Wednesday, August 22, 2012

History of the Marvel Universe: May 1970


While Apollo 11 is on its way to the moon, Reed picks up a secret Kree transmission and realizes there is some sort of threat to the moon landing. He, Ben and Johnny track the transmission to a remote island, where they fight a Kree Sentry and demolish a machine that was going to awaken a “nameless mass” that lurked under the Sea of Tranquility.

With this threat neutralized, Neil Armstrong is able to make his “one small step” safely.

The issue is an overt tribute to the first moon landing—which is just fine with me. A celebration of one of mankind’s greatest accomplishments is never out of place.

I suppose that in the Marvel Universe, the Apollo missions really shouldn’t have been as big as deal as they were in real life, since a number of humans (most notably the Fantastic Four) had already been to the moon and even to other solar systems. But this is ignored for the sake of this issue and that’s how it should be. A work of fiction should never trump a real life act of heroism.


There’s now a $5,000 reward out on the Schemer, so Peter is working hard to track him down. The Schemer, though, has a special car equipped with a variety of weapons and gadgets, allowing him to escape from Spidey. Reaching Kingpin’s home, he confronts his rival.

But their potential fight is interrupted when Spider Man arrives. Kingpin ignores the Schemer while he whomps on the webslinger, allowing the Schemer to disappear along with Kingpin’s wife.  The Kingpin escapes to give chase, leaving Spider Man with absolutely nothing for his trouble.

This is another strong issue, with Romita’s usual skill at choreographing fight scenes on effective display. There’s also a continuation of the Gwen/Peter travails, as Gwen is increasingly unhappy about her boyfriend’s secretiveness and Peter struggles with the idea about coming clean with her.

As I mentioned in the last entry, Stan Lee’s skill at characterization had really been growing over the years.

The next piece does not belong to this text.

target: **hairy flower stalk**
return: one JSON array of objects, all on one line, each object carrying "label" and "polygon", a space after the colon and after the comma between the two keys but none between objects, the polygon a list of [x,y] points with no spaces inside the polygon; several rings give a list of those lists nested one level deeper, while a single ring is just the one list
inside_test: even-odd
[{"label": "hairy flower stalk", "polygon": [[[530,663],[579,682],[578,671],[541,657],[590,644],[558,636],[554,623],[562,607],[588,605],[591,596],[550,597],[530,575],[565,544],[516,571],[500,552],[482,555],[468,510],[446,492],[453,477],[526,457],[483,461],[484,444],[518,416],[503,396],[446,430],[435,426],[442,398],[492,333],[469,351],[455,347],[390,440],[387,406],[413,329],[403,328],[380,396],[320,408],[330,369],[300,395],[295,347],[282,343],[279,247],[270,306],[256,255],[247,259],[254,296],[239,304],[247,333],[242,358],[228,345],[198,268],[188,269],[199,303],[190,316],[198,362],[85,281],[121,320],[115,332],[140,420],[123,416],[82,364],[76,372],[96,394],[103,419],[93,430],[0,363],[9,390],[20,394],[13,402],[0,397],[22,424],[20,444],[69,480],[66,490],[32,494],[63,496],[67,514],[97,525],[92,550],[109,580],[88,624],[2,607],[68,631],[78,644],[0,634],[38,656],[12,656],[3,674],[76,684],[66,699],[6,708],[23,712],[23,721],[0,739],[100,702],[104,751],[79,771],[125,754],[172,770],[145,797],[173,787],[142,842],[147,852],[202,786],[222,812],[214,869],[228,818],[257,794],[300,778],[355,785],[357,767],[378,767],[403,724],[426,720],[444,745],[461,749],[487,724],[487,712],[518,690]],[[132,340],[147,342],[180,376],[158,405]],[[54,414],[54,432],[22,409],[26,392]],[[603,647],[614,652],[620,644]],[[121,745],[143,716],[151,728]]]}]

Consider how awkward and contrived some of his earlier characterizations had been—such as the Matt Murdock/Karen Page relationship. Then compare it to the Spider Man stories we are currently looking at—where the relationship stuff seems perfectly within character and is a natural outgrowth of the situations in which the various characters find themselves.  The Gwen/Peter travails never degenerate into soap opera territory because we can really believe it is happening—and, of course, since we also get plenty of old-fashioned comic book action mixed in with it.

Another effective characterization to take note of is Flash Thompson, who was shipped back to Vietnam in the previous issue. Originally, he was the high school bully, but even in those days we’d get an occasional glimpse of a nice person hiding inside the bully. Over the years, Flash has stopped being a regular part of the cast, but—despite still being a bit of jerk from time to time—he’s believably grown into someone we actually like.

THOR #176

This high-action issue expertly packs a lot of story into it. Loki is ruling Asgard and puts Odin in a capsule that he places in the “Sea of Eternal Night.” He’s jailed Thor and the Warriors Three (after the three brawl with some of his guards), but Balder stages a jail break. They get back to the throne room, where Sif is being forced into a duel with a female troll because she’s refused to marry Loki.

All this comes to a head when Surtur, the giant fire demon, escapes from his prison because Odin’s magic is no longer there to contain him. Surtur attacks Asgard, Loki flees in panic to save himself. Thor sends Sif and Balder to wake up his dad, then leads an army out to fight Surtur.

Jack Kirby will draw the next issue. John Buscema will drawn #179. Then Kirby will be back for one final issue. This story line—which will wrap up the “Fall of Asgard” story arc, really does allow Kirby to leave Thor while at the top of his game. This is another epic tale that makes great use of Asgard and its inhabitants to tell a truly exciting and visually awesome story.

That’s it for May. In June 1970; the Human Torch goes looking for his girlfriend; the Schemer/Kingpin gang war continues; and Thor’s dad wakes up from his nap.